Mulai sekitar jam 5 sore, kawasan Pantai Losari ini baru mulai terlihat hidup. Orang-orang mulai banyak berdatangan memenuni seluruh area di sini. Kebetulan ada kapal phinisi yang sedang merapat di Pantai Losari, hal itu membuat pemandangan matahari tenggelam di Pantai Losari menjadi berbeda dan sangat indah. Sebenernya bisa masuk ke dalem bagian kapalnya untuk foto-foto karena diperbolehkan untuk umum, tapi guenya udah males ngeliat ramenya orang di kapal itu, jadinya nggak ke sana deh.

Spot foto di kawasan ini banyak banget, yang paling terkenal memang tulisan Pantai Losari ya. Namun sekarang sudah dibuat banyak tulisan baru seperti City of Makassar dan 4 kelompok suku terbesar di Sulawesi Selatan (Bugis, Makassar, Mandar, dan Toraja). Semuanya menjadi spot yang menarik sambil menunggu matahari tenggelam di Pantai Losari ini.  
Suasana kalau siang, sepi karena puanas banget
Banyak spot foto di sini
Kalau sore mulai rame nih
Scenery yang luar biasa indah
Suasana malamnya jadi tambah asik
Di Pantai Losari ini juga ada WC umum dengan penjaga yang lumayan bersih dan bahkan bisa digunakan untuk mandi.
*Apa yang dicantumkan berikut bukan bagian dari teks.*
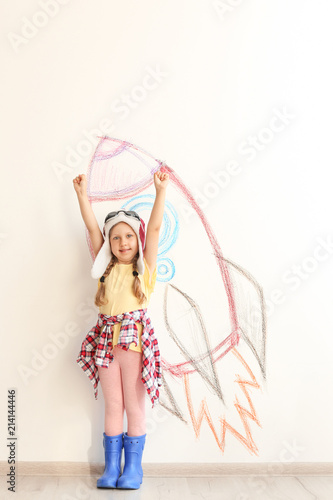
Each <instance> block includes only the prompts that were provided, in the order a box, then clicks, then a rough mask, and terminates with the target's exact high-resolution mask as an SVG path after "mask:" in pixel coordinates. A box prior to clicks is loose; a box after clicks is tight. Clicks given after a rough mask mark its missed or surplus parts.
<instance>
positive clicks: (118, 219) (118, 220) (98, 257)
mask: <svg viewBox="0 0 333 500" xmlns="http://www.w3.org/2000/svg"><path fill="white" fill-rule="evenodd" d="M118 222H125V223H126V224H128V225H129V226H131V228H132V229H133V231H134V232H135V234H136V236H137V238H138V246H139V258H138V261H137V269H138V273H139V274H143V273H144V270H145V266H144V261H143V251H144V248H145V236H146V232H145V223H144V221H143V220H142V219H141V218H140V216H139V215H138V214H137V213H136V212H134V211H133V210H118V211H117V212H110V213H108V215H107V216H106V217H105V221H104V227H103V236H104V238H105V239H104V243H103V245H102V248H101V249H100V251H99V252H98V254H97V255H96V259H95V261H94V264H93V266H92V269H91V276H92V277H93V278H96V279H98V278H100V277H101V276H102V275H103V274H104V272H105V269H106V268H107V266H108V265H109V263H110V260H111V257H112V254H111V245H110V238H109V233H110V229H112V227H113V226H115V225H116V224H118Z"/></svg>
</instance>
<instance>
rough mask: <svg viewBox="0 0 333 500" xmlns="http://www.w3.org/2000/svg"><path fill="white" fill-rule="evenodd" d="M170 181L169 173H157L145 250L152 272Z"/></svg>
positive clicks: (146, 258)
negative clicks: (154, 192)
mask: <svg viewBox="0 0 333 500" xmlns="http://www.w3.org/2000/svg"><path fill="white" fill-rule="evenodd" d="M168 183H169V174H167V173H163V172H161V171H160V170H159V171H158V172H156V173H155V175H154V184H155V189H156V197H155V202H154V206H153V209H152V211H151V214H150V218H149V222H148V226H147V235H146V246H145V250H144V258H145V259H146V262H147V264H148V267H149V270H150V274H152V273H153V271H154V269H155V267H156V260H157V251H158V240H159V235H160V229H161V225H162V221H163V212H164V203H165V194H166V187H167V185H168Z"/></svg>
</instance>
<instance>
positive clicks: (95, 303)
mask: <svg viewBox="0 0 333 500" xmlns="http://www.w3.org/2000/svg"><path fill="white" fill-rule="evenodd" d="M117 262H118V259H117V257H115V256H114V255H113V254H112V257H111V260H110V262H109V264H108V267H107V268H106V269H105V271H104V274H103V276H104V278H106V277H107V276H109V274H110V272H111V270H112V268H113V267H114V266H115V265H116V263H117ZM107 303H108V300H107V299H106V298H105V283H104V282H99V287H98V290H97V293H96V297H95V305H96V306H98V307H99V306H105V305H106V304H107Z"/></svg>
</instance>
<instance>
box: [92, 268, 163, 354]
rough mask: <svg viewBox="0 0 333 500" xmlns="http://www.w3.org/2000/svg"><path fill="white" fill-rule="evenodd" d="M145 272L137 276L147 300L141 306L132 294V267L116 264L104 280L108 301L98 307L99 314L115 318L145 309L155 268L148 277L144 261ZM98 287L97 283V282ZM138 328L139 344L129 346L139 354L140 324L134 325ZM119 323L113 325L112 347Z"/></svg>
mask: <svg viewBox="0 0 333 500" xmlns="http://www.w3.org/2000/svg"><path fill="white" fill-rule="evenodd" d="M144 264H145V272H144V274H143V275H139V279H140V281H141V288H142V291H143V293H144V294H145V296H146V298H147V300H146V301H145V302H143V303H142V304H140V303H139V300H138V299H137V298H136V297H135V295H134V293H133V282H134V276H133V274H132V273H133V265H132V264H119V263H117V264H116V265H115V266H114V267H113V268H112V271H111V273H110V274H109V276H107V277H106V278H105V281H104V284H105V297H106V298H107V299H108V303H107V304H106V305H105V306H100V307H99V312H100V313H102V314H107V315H108V316H115V315H117V314H122V313H125V312H129V311H135V310H137V309H145V308H146V307H147V306H148V303H149V300H150V296H151V294H152V292H153V291H154V288H155V283H156V275H157V268H156V267H155V270H154V272H153V274H152V276H150V271H149V268H148V266H147V262H146V260H144ZM98 286H99V282H98ZM136 325H137V328H138V337H139V343H138V345H137V346H135V343H134V342H132V343H131V344H130V347H129V348H130V349H131V350H132V351H137V352H141V333H142V325H141V323H136ZM120 327H121V323H117V324H116V325H113V327H112V328H113V346H115V345H116V344H117V342H118V338H119V333H120Z"/></svg>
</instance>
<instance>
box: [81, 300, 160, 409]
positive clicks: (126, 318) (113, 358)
mask: <svg viewBox="0 0 333 500" xmlns="http://www.w3.org/2000/svg"><path fill="white" fill-rule="evenodd" d="M136 322H139V323H141V324H142V327H143V328H142V334H141V343H142V382H143V383H144V385H145V388H146V390H147V393H148V395H149V397H150V400H151V402H152V406H153V407H154V404H155V402H158V399H159V389H158V388H159V387H160V386H161V385H162V376H161V375H162V374H161V358H160V351H159V347H158V342H157V338H156V337H155V332H154V328H153V326H152V324H151V321H150V318H149V316H148V314H147V309H138V310H136V311H131V312H127V313H123V314H117V315H116V316H108V315H106V314H102V313H99V314H98V320H97V323H96V325H95V326H94V327H93V328H92V329H91V330H90V331H89V332H88V334H87V336H86V337H85V339H84V341H83V342H82V345H81V350H80V353H79V355H78V357H77V360H76V361H77V363H78V364H79V365H80V366H81V368H82V369H83V371H84V372H85V373H86V375H87V376H88V377H89V379H90V380H91V382H92V384H93V386H94V394H95V399H97V396H98V382H99V376H98V368H97V367H98V366H102V367H105V368H107V367H108V366H109V363H110V362H112V361H113V359H114V356H113V354H112V348H113V347H112V346H113V329H112V326H113V325H115V324H116V323H121V327H120V333H119V339H118V343H117V346H119V347H121V348H122V349H124V350H126V351H127V350H128V349H129V346H130V344H131V343H132V342H135V344H136V345H138V342H139V338H138V329H137V326H136V324H135V323H136Z"/></svg>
Biayanya 2000 Rupiah untuk buang air kecil dan 5000 Rupiah untuk mandi, letaknya ada di dekat tulisan Pantai Losari.

Ternyata semakin malam di sini, suasananya juga semakin rame. Banyak orang yang sekedar duduk, ngobrol santai sama temennya, dan melakukan berbagai macam aktivitas lainnya. Kawasan Pantai Losari ini udah sepaket komplit lah, kalau kelaperan juga di seberang ada kawasan kuliner yang satu jalannya penuh dengan penjual makanan dan kuliner khas.